Who in the firm will be handling your case?
When you hire a law firm, you are also hiring a specific lawyer, or a legal team within the firm who will be dealing with your case. Don’t just ask about the firm, make inquiries about who the lawyer and other members of the firm are who will be handling your matter. Usually personal injury claims can result in a long-term relationship with this team, and you will want to do what you can to know who you’ll be dealing with throughout the process. Sometimes you may be under the impression you are hiring a named partner of the firm, but without asking these questions you may come to learn that they may not be involved in your matter at all, or sparingly. While the lawyer handling your matter may be qualified, you have a right to know who it is, and decide for yourself whether you want them handling your case.
Make certain that you know when and if your case will be referred to another firm!
Recently the media has brought attention to what are referred to as “brokerage houses”. These are firms that advertise extensively within a particular practice area of law but actually intend to refer your case out to another firm. They make their money by charging “referral fees” to the lawyer they refer you to. It’s generally a good idea to be wary of such firms as you may not get the lawyer you think you are hiring. Referrals are generally necessary if there is a conflict of interest, or the matter falls outside of the lawyer’s expertise. In either case, you will want to do your research about the lawyer you are being referred to, and always remember – the choice is ultimately yours. You have no obligation to accept a referral, and if you do, ask questions about any fee arrangements that may be involved in the referral. Any referral fee paid should come from the lawyers share of the fees.
Ask questions about multiple location law firms.
Firms claiming to have offices across the state or in multiple locations all over the country are an increasingly common practice. Although it makes perfect sense to have a satellite office to expand client reach, you will want to ask questions about where your claim is going to be started. It should be started in the jurisdiction you live in, not where the office of the lawyer is located. This leads to the additional question of the lawyer’s practice experience in that particular jurisdiction. You will also want to ask how often they are actually available at the satellite location office nearest to you to get a better sense of how accessible your lawyer will be to you.
Ask about how expenses in your case are going to be handled.
Although many lawyers advertise that you don’t pay their fee unless they win, what may not be apparent from those types of advertisements is what other expenses you may be responsible for – whether upfront or at the end of the case, if you are not successful. You will want to ask whether you can expect to pay for any expenses and if so when are they expected to be paid in the course of your claim. Will the firm still expect you to pay the thousands of dollars they have spent to pursue your case if you lose? Different firms will have different policies related to how they deal with expenses incurred during the course of your claim, and whether they are prepared to carry those expenses will depend on the firm’s policies and how they view your particular case.
Be wary of advertising by any law firm that they are “Best of the Best,” “Number 1,” or “Award Winning.”
The practice of using “ratings” or “awards” for advertising and promotion has been a popular one among some law firms, seeking to distinguish themselves as being ahead of the rest.

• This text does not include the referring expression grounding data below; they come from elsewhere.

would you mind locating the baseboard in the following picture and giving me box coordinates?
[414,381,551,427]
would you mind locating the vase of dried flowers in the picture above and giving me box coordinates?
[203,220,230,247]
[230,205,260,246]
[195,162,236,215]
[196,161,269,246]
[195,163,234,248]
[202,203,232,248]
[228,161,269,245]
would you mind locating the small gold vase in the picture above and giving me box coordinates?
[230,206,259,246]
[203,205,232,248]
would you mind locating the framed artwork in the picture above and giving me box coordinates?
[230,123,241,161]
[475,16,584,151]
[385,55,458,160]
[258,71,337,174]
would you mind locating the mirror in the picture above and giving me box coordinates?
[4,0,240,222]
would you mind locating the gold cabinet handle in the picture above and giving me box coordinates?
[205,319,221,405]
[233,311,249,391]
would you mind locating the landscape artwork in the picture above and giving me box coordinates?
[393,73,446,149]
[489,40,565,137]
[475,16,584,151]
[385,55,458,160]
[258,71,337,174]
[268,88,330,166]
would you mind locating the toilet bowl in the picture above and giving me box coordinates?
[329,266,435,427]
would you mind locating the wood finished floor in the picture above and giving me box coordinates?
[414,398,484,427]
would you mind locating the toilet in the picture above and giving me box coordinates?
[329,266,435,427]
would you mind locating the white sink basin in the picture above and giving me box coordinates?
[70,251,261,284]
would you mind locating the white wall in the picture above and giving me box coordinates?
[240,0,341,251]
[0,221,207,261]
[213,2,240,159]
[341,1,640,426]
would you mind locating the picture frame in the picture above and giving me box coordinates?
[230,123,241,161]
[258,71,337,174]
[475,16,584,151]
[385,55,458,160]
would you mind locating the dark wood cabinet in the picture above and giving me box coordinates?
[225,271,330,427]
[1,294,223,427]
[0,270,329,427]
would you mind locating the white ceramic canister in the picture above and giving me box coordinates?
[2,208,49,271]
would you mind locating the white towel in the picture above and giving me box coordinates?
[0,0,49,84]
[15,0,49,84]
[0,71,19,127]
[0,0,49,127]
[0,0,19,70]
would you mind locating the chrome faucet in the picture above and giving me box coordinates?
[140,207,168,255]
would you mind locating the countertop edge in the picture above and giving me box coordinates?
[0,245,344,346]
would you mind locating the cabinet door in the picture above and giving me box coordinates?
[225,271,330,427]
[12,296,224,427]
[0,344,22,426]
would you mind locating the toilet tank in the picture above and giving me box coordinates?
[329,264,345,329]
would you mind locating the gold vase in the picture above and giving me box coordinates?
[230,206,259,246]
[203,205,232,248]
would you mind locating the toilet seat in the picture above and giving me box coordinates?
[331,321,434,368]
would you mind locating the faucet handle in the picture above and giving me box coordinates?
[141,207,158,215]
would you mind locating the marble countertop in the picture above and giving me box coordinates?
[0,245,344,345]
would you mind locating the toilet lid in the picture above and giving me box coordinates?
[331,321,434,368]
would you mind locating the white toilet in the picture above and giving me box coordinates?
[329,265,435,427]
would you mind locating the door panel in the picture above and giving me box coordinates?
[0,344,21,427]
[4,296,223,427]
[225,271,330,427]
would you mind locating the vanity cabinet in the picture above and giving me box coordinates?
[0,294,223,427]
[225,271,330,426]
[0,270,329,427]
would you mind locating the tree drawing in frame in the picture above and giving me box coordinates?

Most advertising rules prohibit lawyers from claiming they are superior or better than other firms, but that does not mean they can’t boast of accolades received claiming them to be so. However, it’s always a good idea to view these accolades with healthy skepticism. Some clever marketing companies have created a billion dollar industry around awarding these accolades to industry members in exchange for a fee. Others like the consumer choice awards are based on nominations and voting which can be done online by members of the public, regardless of whether they have ever been a client of the firm or not. When choosing a lawyer be sure that their claims about these awards provide a clear explanation of how the awards are attained. If this isn’t clear it’s a good question to ask during your initial consultation.
Be wary of claims that they have own millions in settlements. (Ask how many judgments they have won in jury trials or bench trials.)
Often times when there are claims made about millions of dollars in settlements achieved for clients, this type of information isn’t really valuable to your assessment of a firm’s qualifications but is more an appeal to your hopes for what your claim may be worth. Every personal injury law firm over time will accrue millions of dollars worth of settlements achieved, but that doesn’t mean each settlement was a high value settlement. Review these types of claims with a great deal of scrutiny and ask a lot of questions about how they come up with these figures or claims and what they are based on.
Most importantly look for integrity in adversity not gimmicks!
In the end choosing the right lawyer is an important decision in your case. This will be a long term relationship and hiring a lawyer you feel you can trust is fundamental. It is worth doing the research and asking the right questions to make sure you feel completely confident about your decision. Research their website carefully, search for reviews or testimonials, and ask friends or family what their experiences have been. By being prepared for your initial consult you can maximize your consultation time with the lawyer, and make sure you leave feeling confident that you understand the culture of the firm, and the knowledge and strategy that they can bring to your case.
I encourage you to buy local products and hire local, reputable attorneys!